VI — Resplandor azul

Llegué a acostumbrarme tanto al sonido del agua helada que si me lo hubieras preguntado hubiera dicho que caminaba en silencio; pero no era así y cuando, de pronto, el incómodo túnel desembocó en una enorme sala igualmente oscura, lo supe en seguida por el cambio en la música de la corriente. Di un paso más, y otro, y levanté la cabeza. Ya no había piedras escabrosas en qué chocar. Levanté los brazos. Nada. Agarré a Terminus Est por la empuñadura de ónice y moví por el aire la hoja, aún envainada. Nada todavía.

Entonces hice algo que tú, que lees esta crónica, encontrarás ciertamente estúpido, aunque has de recordar que a los guardias que pudiera haber en la mina se les había advertido de mi llegada y se les había dicho que no me hicieran daño. Grité el nombre de Thecla.

Y el eco respondió:

—Thecla… Thecla… Thecla…

Y otra vez el silencio.

Me acordé de que tenía que seguir el curso del agua hasta donde brotaba de una roca, y que no lo había hecho. Posiblemente goteaba por tantas galerías en este lugar debajo de la colina como fuera de ella a través de los valles. De nuevo volvía avanzar por el agua, tanteando el camino a cada paso por temor a caer de cabeza al paso siguiente.

No había avanzado cinco zancadas cuando oí algo, lejano pero nítido, por encima del susurro del agua, que ahora fluía mansamente. No había avanzado cinco pasos más cuando vi una luz.


No era el reflejo esmeralda de los fabulados bosques de la luna, ni una luz como la que llevan los guardias, esto es, la llama escarlata de una antorcha, el dorado resplandor de un cirio, o incluso el penetrante rayo blanco que algunas veces había vislumbrado de noche cuando las bengalas del Autarca rasgaban el cielo de la Ciudadela. Más bien se trataba de una niebla luminosa que en ocasiones parecía no tener color y a veces parecía de un impuro verde amarillento. Era imposible saber la distancia a que se encontraba y parecía no tener forma. Por unos instantes tremoló antes mis ojos; y yo, que todavía seguía el curso de la corriente, avancé chapoteando hacia ella. Entonces se le unió otra luz.

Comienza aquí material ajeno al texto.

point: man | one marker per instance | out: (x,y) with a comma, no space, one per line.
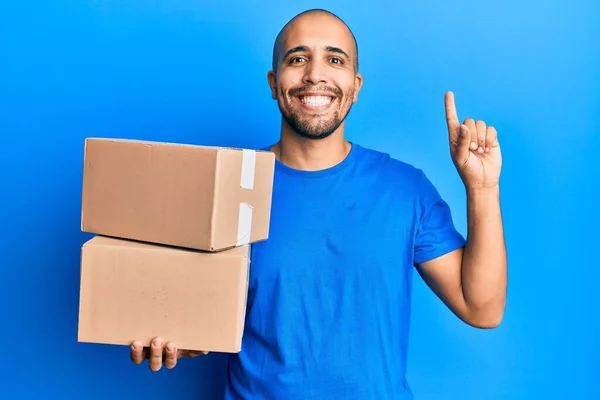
(329,296)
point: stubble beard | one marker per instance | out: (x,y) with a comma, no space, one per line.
(313,127)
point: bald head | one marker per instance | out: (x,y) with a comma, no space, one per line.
(281,36)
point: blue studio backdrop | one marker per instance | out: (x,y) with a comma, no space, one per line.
(195,72)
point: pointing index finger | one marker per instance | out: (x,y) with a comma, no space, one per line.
(451,116)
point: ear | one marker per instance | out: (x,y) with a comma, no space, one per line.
(357,86)
(272,80)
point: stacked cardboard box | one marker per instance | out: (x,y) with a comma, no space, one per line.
(171,256)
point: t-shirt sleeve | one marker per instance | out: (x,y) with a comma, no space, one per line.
(436,234)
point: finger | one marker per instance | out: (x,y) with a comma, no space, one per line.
(491,138)
(463,151)
(137,352)
(156,354)
(193,354)
(470,123)
(170,355)
(451,117)
(481,133)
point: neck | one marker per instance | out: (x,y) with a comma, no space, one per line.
(306,154)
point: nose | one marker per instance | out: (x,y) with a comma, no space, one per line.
(314,73)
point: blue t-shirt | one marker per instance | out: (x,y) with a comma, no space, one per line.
(329,294)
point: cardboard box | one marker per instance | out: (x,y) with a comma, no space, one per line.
(137,291)
(198,197)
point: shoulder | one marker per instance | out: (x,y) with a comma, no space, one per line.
(394,170)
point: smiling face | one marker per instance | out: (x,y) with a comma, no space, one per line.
(315,83)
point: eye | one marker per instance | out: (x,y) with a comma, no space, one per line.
(296,59)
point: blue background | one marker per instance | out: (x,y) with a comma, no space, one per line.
(196,73)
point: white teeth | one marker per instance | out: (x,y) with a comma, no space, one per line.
(316,101)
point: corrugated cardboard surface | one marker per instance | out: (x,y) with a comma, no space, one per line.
(198,197)
(137,291)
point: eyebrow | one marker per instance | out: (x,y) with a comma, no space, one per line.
(299,49)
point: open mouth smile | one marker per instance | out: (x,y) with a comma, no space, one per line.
(315,101)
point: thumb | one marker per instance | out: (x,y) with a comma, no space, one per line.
(462,148)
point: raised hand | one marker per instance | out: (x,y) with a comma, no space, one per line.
(159,353)
(474,149)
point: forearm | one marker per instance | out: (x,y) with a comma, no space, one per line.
(484,269)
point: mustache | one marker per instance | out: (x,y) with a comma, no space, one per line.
(333,90)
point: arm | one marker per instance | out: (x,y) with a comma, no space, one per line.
(472,280)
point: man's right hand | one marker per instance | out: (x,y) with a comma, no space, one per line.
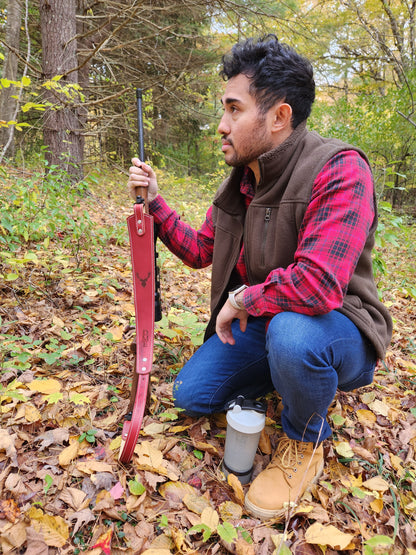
(142,175)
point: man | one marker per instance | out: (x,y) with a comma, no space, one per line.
(289,235)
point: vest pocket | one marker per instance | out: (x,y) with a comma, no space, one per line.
(266,224)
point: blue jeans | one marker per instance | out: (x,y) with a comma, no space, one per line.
(304,358)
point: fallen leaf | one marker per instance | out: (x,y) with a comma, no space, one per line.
(7,445)
(376,484)
(10,509)
(176,491)
(54,529)
(210,517)
(67,455)
(366,417)
(82,517)
(343,449)
(45,386)
(104,542)
(318,534)
(90,467)
(230,511)
(73,497)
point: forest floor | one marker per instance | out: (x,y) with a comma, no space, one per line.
(66,328)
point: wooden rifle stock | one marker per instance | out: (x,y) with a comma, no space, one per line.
(142,197)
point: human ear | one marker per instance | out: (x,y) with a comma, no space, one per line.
(282,116)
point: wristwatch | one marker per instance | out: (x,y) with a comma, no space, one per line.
(233,294)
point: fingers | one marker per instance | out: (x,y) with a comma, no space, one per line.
(139,176)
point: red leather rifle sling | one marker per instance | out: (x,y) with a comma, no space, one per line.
(140,226)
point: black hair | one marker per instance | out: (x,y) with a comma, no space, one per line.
(276,71)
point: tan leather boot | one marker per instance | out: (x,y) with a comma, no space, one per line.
(294,467)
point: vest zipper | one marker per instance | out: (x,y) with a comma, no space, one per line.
(267,218)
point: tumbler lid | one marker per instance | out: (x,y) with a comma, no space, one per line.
(246,420)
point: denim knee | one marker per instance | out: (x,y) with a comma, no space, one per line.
(287,344)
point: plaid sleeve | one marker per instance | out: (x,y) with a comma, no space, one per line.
(331,239)
(193,247)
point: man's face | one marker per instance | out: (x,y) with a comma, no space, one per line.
(245,131)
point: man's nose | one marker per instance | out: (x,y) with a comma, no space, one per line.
(223,127)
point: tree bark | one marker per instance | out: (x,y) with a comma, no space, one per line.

Me es difícil concentrarme en lo que ocurrió en los minutos siguientes. Quizá todo el mundo guarda en secreto algunos momentos de horror, como nuestras mazmorras, en sus niveles más bajos y deshabitados, guardaban a aquellos clientes cuyas mentes habían sido destruidas o transformadas tiempo atrás en conciencias que ya no eran humanas. Como ellas, estos recuerdos gritan y golpean las paredes con sus cadenas, pero raramente llegan a emerger a la luz.

Lo que experimenté bajo la colina aún me acompaña, como nos acompañaban aquellos clientes, y es algo que me esfuerzo por arrinconar en lo más recóndito, pero que de cuando en cuando aflora a mi conciencia. (No hace mucho, cuando el Samru aún se encontraba cerca de la desembocadura del Gyoll, miré de noche por la barandilla de popa; cada movimiento de los remos me parecía una mancha de fuego fosforescente, y por un momento imaginé que los de debajo de la colina habían venido por fina buscarme. Ahora soy yo el comandante, pero eso poco me tranquiliza.)

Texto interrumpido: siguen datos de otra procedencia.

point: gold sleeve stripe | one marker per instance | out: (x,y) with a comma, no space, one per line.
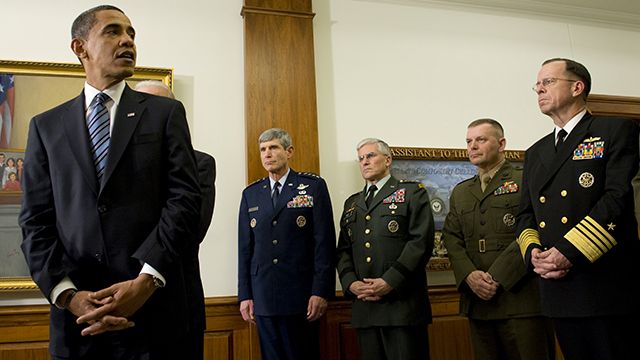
(602,230)
(600,239)
(589,234)
(526,238)
(591,239)
(588,249)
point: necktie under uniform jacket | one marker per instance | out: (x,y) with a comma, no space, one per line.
(145,211)
(580,201)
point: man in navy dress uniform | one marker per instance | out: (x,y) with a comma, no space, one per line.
(286,242)
(576,225)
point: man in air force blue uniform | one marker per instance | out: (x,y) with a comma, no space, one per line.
(286,240)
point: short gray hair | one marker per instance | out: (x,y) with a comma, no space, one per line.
(276,134)
(156,84)
(495,125)
(383,147)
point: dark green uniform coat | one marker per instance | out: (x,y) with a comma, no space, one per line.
(479,235)
(391,240)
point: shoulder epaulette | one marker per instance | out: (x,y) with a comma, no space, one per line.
(465,180)
(310,175)
(257,181)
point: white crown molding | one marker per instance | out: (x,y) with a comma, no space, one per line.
(610,13)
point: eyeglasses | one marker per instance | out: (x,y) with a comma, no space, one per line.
(367,156)
(548,82)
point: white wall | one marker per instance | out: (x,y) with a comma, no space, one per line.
(414,76)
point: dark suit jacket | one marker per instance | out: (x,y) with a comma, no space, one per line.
(479,235)
(391,240)
(285,254)
(579,200)
(145,211)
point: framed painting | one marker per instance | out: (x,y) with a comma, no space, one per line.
(26,89)
(440,170)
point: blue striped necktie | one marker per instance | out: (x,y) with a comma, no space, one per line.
(98,125)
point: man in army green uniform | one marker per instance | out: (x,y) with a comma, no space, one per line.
(386,235)
(497,295)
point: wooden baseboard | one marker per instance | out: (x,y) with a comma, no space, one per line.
(24,330)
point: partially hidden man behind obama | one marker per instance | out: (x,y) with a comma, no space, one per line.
(111,200)
(286,247)
(206,178)
(498,294)
(386,237)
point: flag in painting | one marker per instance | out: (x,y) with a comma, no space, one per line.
(7,94)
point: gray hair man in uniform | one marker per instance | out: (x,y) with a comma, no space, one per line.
(498,296)
(386,236)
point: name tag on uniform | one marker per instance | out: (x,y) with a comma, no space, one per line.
(507,188)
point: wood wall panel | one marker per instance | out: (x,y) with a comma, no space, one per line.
(609,105)
(24,331)
(280,79)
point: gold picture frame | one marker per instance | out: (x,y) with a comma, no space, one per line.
(37,87)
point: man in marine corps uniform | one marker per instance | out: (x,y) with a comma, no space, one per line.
(386,236)
(286,246)
(498,296)
(576,226)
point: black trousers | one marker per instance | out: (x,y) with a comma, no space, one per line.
(288,337)
(394,343)
(601,338)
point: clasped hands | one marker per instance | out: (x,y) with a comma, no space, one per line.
(482,284)
(550,264)
(109,309)
(370,289)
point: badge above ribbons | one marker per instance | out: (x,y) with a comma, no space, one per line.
(590,148)
(507,188)
(397,196)
(301,201)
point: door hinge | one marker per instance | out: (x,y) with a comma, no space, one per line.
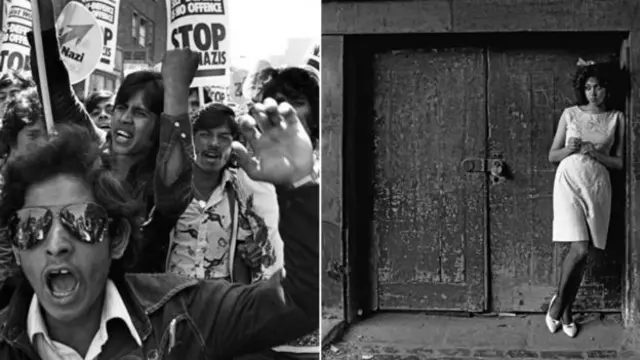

Una segunda luz se unió a la primera, como ya he descrito, y después apareció una tercera, y una cuarta, y yo seguía avanzando. De pronto hubo demasiadas luces para contarlas, pero como yo no sabía qué eran en realidad, me confortaban y estimulaban, imaginando que cada una de ellas era quizás una chispa perteneciente a algún desconocido tipo de antorcha y que algunos de los guardianes mencionados en la carta llevaban consigo. Cuando hube avanzado otra docena de pasos, vi que estas manchas de luz se mezclaban para formar una figura, un dardo o una flecha que apuntaba hacia mí. Entonces oí, muy tenuemente, un rugido como el que salía de la torre llamada del Oso cuando a los animales se les daba la comida. Pienso que incluso entonces hubiera podido escapar si me hubiera girado y echado a correr.

No lo hice. El rugido creció, aunque no se trataba exactamente de un ruido de animales, ni tampoco del griterío de la más frenética de las turbas humanas. Vi que las manchas de luz no eran informes, como yo antes había imaginado. Todas, en realidad, parecían tener la forma que en arte se llama estrella, con cinco puntas desiguales.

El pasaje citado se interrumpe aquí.